Associations et Personnalités Nationales
1. Associations civiles 
  • L’Association des Anciens de l’Institut de Défense Nationale,
  • L’Association des Anciens Officiers de l’Armée Nationale,
  • L’Amicale des Gouverneurs,
  • L’Amicale des Parlementaires tunisiens,
  • Le Centre d’Etudes de Sécurité Globale.

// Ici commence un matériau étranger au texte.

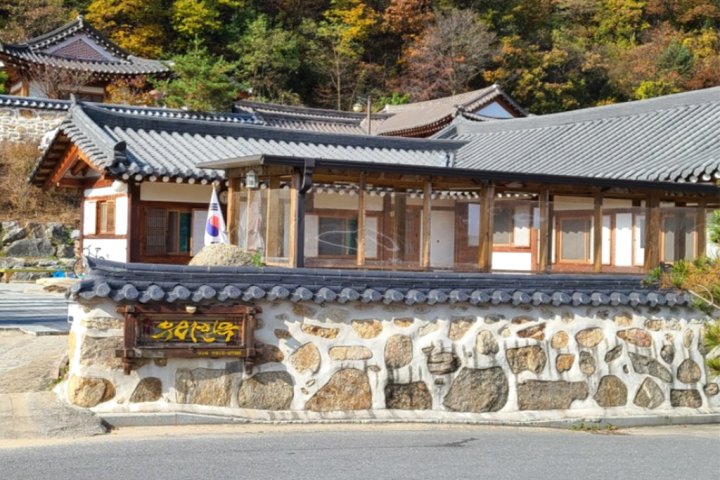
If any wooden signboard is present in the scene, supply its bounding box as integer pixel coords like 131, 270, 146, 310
116, 305, 260, 374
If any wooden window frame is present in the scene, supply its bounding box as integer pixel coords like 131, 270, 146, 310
95, 198, 117, 235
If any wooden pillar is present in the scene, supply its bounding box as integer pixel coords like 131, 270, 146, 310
288, 170, 305, 267
643, 195, 660, 272
695, 202, 707, 258
265, 176, 283, 258
478, 183, 495, 272
226, 177, 240, 245
392, 190, 407, 263
537, 188, 551, 272
420, 182, 432, 269
593, 193, 603, 273
355, 172, 367, 267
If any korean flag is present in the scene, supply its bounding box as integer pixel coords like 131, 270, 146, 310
205, 187, 229, 245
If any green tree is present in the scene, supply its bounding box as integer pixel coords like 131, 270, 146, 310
86, 0, 173, 58
314, 0, 378, 110
155, 40, 240, 111
233, 15, 302, 103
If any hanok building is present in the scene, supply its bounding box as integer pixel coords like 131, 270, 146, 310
0, 17, 170, 102
234, 85, 527, 138
32, 88, 720, 273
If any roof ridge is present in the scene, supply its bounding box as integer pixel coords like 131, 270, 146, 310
78, 103, 463, 151
458, 87, 720, 135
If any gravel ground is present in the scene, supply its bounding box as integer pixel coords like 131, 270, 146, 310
0, 331, 68, 394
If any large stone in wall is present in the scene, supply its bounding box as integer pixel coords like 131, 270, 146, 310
385, 382, 432, 410
660, 343, 675, 364
130, 377, 162, 403
617, 328, 652, 348
677, 358, 702, 383
385, 334, 413, 368
67, 375, 115, 408
594, 375, 627, 408
580, 351, 597, 375
443, 367, 509, 413
670, 389, 702, 408
475, 330, 500, 355
517, 323, 545, 340
505, 345, 547, 373
0, 227, 28, 245
605, 345, 622, 363
238, 372, 294, 410
633, 378, 665, 409
255, 343, 285, 365
290, 343, 320, 373
628, 352, 672, 383
305, 368, 372, 412
427, 351, 460, 375
517, 380, 588, 410
328, 345, 372, 361
575, 328, 605, 348
5, 238, 55, 257
300, 323, 340, 339
80, 335, 123, 369
448, 317, 475, 340
350, 320, 382, 338
175, 368, 232, 407
550, 330, 570, 350
555, 353, 575, 373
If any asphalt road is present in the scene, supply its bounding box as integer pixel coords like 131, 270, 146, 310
0, 282, 70, 334
0, 425, 720, 480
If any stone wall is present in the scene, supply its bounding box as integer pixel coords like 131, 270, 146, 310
0, 221, 80, 280
65, 300, 720, 421
0, 107, 67, 143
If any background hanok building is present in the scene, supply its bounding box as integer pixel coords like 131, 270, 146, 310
32, 88, 720, 273
233, 85, 527, 138
0, 17, 170, 102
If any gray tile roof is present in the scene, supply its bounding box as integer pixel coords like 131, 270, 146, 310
444, 87, 720, 183
233, 101, 388, 135
31, 104, 461, 185
70, 258, 690, 306
377, 85, 526, 135
0, 17, 170, 76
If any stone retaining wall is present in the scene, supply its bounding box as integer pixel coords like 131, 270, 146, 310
0, 107, 67, 143
0, 221, 80, 280
66, 300, 720, 421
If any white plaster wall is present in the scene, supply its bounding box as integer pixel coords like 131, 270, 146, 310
492, 252, 533, 271
140, 182, 212, 204
83, 238, 128, 262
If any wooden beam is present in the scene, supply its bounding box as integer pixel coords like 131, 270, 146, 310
288, 169, 305, 267
537, 188, 552, 272
593, 193, 603, 273
478, 184, 495, 272
355, 173, 367, 267
695, 202, 707, 257
43, 145, 78, 190
392, 189, 407, 264
265, 176, 283, 258
420, 182, 432, 268
643, 195, 660, 272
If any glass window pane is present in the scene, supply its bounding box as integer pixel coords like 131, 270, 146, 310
493, 205, 513, 245
560, 218, 590, 261
145, 208, 166, 255
178, 212, 191, 253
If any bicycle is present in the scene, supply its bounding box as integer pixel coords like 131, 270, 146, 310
73, 245, 105, 278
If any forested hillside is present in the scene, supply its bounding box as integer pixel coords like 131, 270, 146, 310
0, 0, 720, 113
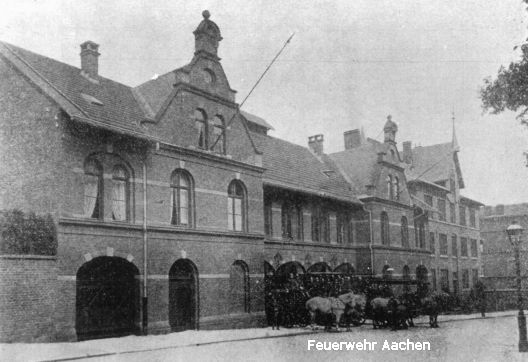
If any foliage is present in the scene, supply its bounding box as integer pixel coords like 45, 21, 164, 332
0, 209, 57, 255
480, 0, 528, 125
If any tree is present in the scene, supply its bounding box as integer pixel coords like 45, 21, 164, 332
480, 0, 528, 126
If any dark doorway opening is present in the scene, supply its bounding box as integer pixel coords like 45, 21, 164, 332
75, 256, 139, 341
169, 259, 198, 332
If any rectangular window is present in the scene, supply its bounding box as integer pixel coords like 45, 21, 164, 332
460, 238, 468, 256
471, 239, 478, 258
437, 199, 446, 221
449, 202, 456, 224
429, 232, 436, 254
458, 205, 466, 226
469, 209, 477, 228
462, 269, 469, 289
438, 234, 447, 255
472, 269, 478, 285
440, 269, 449, 293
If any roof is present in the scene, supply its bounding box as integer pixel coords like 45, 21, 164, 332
251, 132, 361, 204
240, 110, 275, 131
328, 139, 387, 193
406, 142, 464, 188
0, 42, 146, 136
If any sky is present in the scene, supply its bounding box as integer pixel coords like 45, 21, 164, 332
0, 0, 528, 205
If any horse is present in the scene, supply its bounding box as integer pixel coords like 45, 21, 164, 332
306, 292, 366, 330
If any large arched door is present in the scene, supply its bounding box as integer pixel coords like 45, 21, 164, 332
169, 259, 198, 332
75, 256, 139, 341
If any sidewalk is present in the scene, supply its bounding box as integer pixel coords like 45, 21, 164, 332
0, 311, 517, 361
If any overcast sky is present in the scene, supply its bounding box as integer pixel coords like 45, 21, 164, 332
0, 0, 528, 204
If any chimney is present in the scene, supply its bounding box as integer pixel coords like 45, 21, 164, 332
308, 134, 324, 155
403, 141, 412, 165
343, 129, 363, 150
81, 40, 101, 79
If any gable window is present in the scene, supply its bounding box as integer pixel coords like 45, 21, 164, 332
227, 180, 246, 231
437, 199, 446, 221
460, 238, 468, 256
209, 116, 225, 154
401, 216, 409, 248
387, 175, 393, 200
438, 234, 447, 255
194, 109, 209, 149
83, 159, 103, 219
393, 176, 400, 200
380, 211, 390, 245
112, 166, 129, 221
170, 169, 191, 226
458, 205, 466, 226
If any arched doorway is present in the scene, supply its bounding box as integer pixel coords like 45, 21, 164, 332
75, 256, 139, 341
169, 259, 198, 332
229, 260, 249, 313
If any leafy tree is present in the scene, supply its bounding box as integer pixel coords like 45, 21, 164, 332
480, 0, 528, 126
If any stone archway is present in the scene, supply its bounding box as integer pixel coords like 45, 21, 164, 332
75, 256, 139, 341
169, 259, 199, 332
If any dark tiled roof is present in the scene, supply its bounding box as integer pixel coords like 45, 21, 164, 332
329, 139, 386, 194
0, 42, 145, 133
251, 133, 360, 203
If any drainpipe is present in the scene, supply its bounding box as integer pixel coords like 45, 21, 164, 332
142, 160, 148, 335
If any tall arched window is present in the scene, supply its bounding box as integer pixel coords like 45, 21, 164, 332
170, 169, 192, 226
112, 165, 129, 221
209, 115, 225, 154
380, 211, 390, 245
401, 216, 409, 248
387, 175, 393, 200
227, 180, 246, 231
194, 109, 209, 149
83, 159, 103, 219
393, 176, 400, 200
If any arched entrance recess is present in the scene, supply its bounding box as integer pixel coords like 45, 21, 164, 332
169, 259, 198, 332
75, 256, 139, 341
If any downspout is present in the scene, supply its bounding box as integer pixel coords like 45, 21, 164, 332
142, 161, 148, 335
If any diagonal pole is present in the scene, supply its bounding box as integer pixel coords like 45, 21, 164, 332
210, 33, 295, 150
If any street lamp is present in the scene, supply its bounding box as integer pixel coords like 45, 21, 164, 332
506, 221, 528, 352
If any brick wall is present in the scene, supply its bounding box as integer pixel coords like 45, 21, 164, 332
0, 255, 57, 342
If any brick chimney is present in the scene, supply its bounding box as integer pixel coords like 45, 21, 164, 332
81, 40, 101, 79
308, 134, 324, 155
403, 141, 412, 165
343, 129, 363, 150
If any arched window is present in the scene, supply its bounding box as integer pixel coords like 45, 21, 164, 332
83, 159, 103, 219
393, 176, 400, 200
227, 180, 246, 231
112, 165, 129, 221
194, 109, 209, 149
387, 175, 393, 200
170, 169, 192, 226
209, 115, 225, 154
401, 216, 409, 248
380, 211, 390, 245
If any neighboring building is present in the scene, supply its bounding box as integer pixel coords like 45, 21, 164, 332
0, 12, 480, 340
480, 203, 528, 292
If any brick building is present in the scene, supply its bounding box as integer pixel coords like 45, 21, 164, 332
0, 12, 480, 340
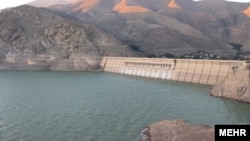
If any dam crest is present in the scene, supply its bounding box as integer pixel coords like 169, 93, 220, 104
100, 57, 244, 85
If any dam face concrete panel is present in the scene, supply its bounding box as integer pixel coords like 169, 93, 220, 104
100, 57, 243, 85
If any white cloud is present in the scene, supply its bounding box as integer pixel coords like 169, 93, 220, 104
0, 0, 34, 9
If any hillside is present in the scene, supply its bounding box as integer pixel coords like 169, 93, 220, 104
0, 5, 136, 70
29, 0, 250, 58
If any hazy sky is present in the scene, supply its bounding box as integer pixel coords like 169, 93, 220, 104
0, 0, 250, 9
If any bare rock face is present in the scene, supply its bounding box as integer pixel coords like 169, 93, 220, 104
141, 119, 214, 141
210, 64, 250, 102
0, 5, 136, 71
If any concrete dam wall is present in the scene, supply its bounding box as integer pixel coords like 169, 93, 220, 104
100, 57, 244, 85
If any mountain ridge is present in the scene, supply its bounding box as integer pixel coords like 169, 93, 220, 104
25, 0, 250, 57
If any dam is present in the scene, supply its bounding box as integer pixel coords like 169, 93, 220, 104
100, 57, 244, 85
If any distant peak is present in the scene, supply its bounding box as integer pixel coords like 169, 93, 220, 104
243, 6, 250, 18
168, 0, 181, 8
113, 0, 150, 13
70, 0, 100, 13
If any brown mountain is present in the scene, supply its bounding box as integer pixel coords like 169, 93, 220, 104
0, 5, 136, 70
28, 0, 250, 56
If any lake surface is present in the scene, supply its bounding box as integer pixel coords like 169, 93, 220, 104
0, 71, 250, 141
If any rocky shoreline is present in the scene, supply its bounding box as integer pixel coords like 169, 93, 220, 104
210, 59, 250, 103
141, 119, 214, 141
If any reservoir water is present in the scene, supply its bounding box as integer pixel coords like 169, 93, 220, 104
0, 71, 250, 141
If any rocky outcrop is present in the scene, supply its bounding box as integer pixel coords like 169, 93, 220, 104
0, 5, 136, 71
141, 119, 214, 141
210, 61, 250, 102
47, 0, 250, 59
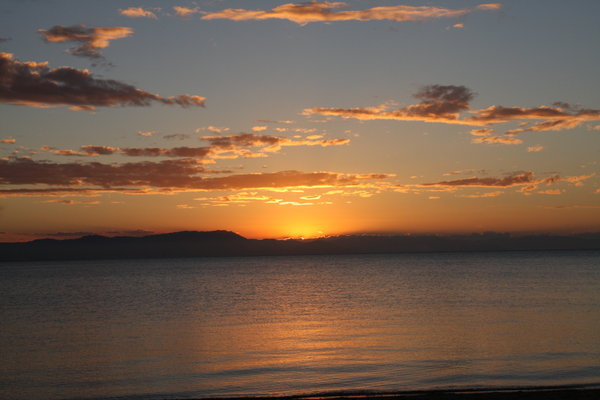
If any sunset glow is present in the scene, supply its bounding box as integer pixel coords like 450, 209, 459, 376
0, 0, 600, 241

2. Personnalités nationales
  • Rachid Sfar : Ancien, Premier Ministre et Ministre de la Défense Nationale, 
  • Moustafa Filali : Ancien Ministre - militant et écrivain,
  • Abdellatif Abid : Ancien Ministre - Universitaire,
  • Ahmed Ounaies : Ancien Ministre et Ambassadeur, 
  • Béchir Mejdoub : Ancien Secrétaire d’Etat - Président de l’Association des Anciens de l’Institut de Défense Nationale,
  • Abdellatif Hannachi : Universitaire,
  • Kamel Ben Younès : Universitaire, 
  • Habib Ammar : Ancien Ministre,
  • Béchir Ben Aissa : Ancien Ambassadeur,
  • Mohamed Ben Salem : Juge (retraité) et ancien membre de l’ISIE,
  • Boubaker Benkraiem : Ancien Gouverneur,
  • Abbès Mohsen : Ancien Gouverneur de Tunis,
  • Taoufik Hbaieb : Directeur du Magazine et site électronique "Leaders",
  • Général de Corps d’Armée (r) Said el Kateb : Ancien membre du Conseil Supérieur des Armées (CSA),
  • Général de Brigade (r) Mohamed Gzara : Ancien membre du CSA,
  • Général de Brigade (r) Ali Sériati : Ancien membre du CSA,
  • Général de Brigade (r) Mansour Haddad : Ancien membre du CSA,
  • Contre Amiral (r) Tarek Faouzi El Arbi : Ancien membre du CSA,
  • Général de Brigade (r) Mohamed Meddeb : Ancien membre du CSA,
  • Général de Brigade (r) Mohamed Nafti : Ancien membre du CSA,
  • Général de Brigade (r) Béchir Bédoui : Ancien membre du CSA,
  • Colonel (r) Touhami Machta : Ancien membre du CSA, 
  • Col Major Mahmoud Mzoughi : Président de l’Association des Anciens Officiers de l’Armée Nationale,
  • Col Major Mokhtar Ben Nasr : Président du Centre d’Etudes de Sécurité Globale.

Association des Anciens de l’Institut de Défense Nationale

 العنوان : شارع العملة عمارة أكساس البحيرة  2، 1053 تونس.